- Founded: 1989
- Founder: Peter Biddulph Eric Wen
- Country of origin: United Kingdom
- Location: Devon, England
- Official website: www.biddulphrecordings.co.uk

= Biddulph Recordings =

English record label for classical music

Biddulph Recordings is a record label based in Devon, England specialising in the restoration of historical performances, particularly by string musicians. It was founded in 1989 by violin dealer Peter Biddulph and Eric Wen, a musicologist and historian of string performances. In 2003, Sarah Woodward joined and has since overseen the historical vocal label Romophone. Biddulph Recordings’ honours include the Gramophone 1999 ICRC award for "Historical Recording of the Year".

==Historic reissues==
The early Biddulph titles included the first digital reissues of recordings by Fritz Kreisler, Joseph Szigeti, Jacques Thibaud, and Yehudi Menuhin.
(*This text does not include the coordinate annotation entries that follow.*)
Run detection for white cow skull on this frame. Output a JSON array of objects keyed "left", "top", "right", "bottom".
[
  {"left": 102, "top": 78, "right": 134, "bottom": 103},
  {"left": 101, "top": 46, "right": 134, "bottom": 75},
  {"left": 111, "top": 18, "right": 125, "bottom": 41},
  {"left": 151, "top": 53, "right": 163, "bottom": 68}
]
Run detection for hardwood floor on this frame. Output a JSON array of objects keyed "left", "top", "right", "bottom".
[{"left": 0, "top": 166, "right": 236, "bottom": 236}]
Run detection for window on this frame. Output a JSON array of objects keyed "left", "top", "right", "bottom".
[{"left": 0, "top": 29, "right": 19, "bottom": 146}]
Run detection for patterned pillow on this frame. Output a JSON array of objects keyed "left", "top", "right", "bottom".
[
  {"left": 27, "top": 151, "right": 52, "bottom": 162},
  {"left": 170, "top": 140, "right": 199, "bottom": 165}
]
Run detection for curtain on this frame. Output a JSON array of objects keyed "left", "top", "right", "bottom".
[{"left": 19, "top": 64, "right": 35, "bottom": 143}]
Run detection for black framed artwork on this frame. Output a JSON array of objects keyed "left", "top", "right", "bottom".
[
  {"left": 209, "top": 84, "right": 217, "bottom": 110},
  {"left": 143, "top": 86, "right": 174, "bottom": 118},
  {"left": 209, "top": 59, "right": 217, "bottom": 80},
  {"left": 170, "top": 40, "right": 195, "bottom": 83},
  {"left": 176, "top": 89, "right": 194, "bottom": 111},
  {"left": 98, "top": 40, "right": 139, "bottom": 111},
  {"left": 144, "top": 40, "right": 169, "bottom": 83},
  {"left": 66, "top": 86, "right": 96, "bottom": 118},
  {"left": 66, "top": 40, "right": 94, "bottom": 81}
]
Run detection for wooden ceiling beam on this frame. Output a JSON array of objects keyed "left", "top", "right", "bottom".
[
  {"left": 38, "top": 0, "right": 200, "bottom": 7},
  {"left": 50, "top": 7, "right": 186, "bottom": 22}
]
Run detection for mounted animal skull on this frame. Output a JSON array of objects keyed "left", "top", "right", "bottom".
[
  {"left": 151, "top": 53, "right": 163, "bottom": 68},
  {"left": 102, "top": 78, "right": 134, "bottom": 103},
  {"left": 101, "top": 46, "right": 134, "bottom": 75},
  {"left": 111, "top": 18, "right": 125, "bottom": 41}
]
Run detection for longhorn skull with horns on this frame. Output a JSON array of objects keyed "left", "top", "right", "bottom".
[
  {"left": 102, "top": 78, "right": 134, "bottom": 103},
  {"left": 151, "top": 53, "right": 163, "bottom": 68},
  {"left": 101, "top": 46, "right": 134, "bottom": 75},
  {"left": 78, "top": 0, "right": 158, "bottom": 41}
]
By the mid-1990s, Biddulph Recordings had also released complete editions of Bronisław Huberman, Mischa Elman, Jan Kubelík, Henri Temianka, Toscha Seidel, Ossy Renardy, Lionel Tertis, William Primrose, Pablo Casals, and Ruggiero Ricci. The Biddulph label soon include historical piano recordings, with the first digital reissues of recordings by Alfred Cortot, Harold Bauer, and Percy Grainger, followed by Myra Hess, Moriz Rosenthal, Raoul Koczalski, Wilhelm Backhaus, and Shura Cherkassky. Biddulph later branched into historical orchestral and chamber music, reissuing the work of Willem Mengelberg, Serge Koussevitzky, Leopold Stokowski, Thomas Beecham, Max Fiedler, and Hermann Abendroth, as well as the Budapest String Quartet, the Busch Quartet, the Capet Quartet, and the Primrose Quartet.

==Original recordings==
Biddulph Recordings has also produced a number of important original recordings. The first of these was the recital recording debut of violinist Maxim Vengerov, then an unknown 14-year-old prodigy. This was followed by Ruggiero Ricci’s accounts of the Beethoven and Brahms Concertos featuring 16 and 14 different cadenzas respectively (both concerto albums were tracked to enable the listener to choose which cadenza to program into each performance). Other new recordings on the Biddulph label include the Bach interpretations of pianist Edward Aldwell, and the violin performances of Oscar Shumsky, Aaron Rosand, and Arnold Steinhardt.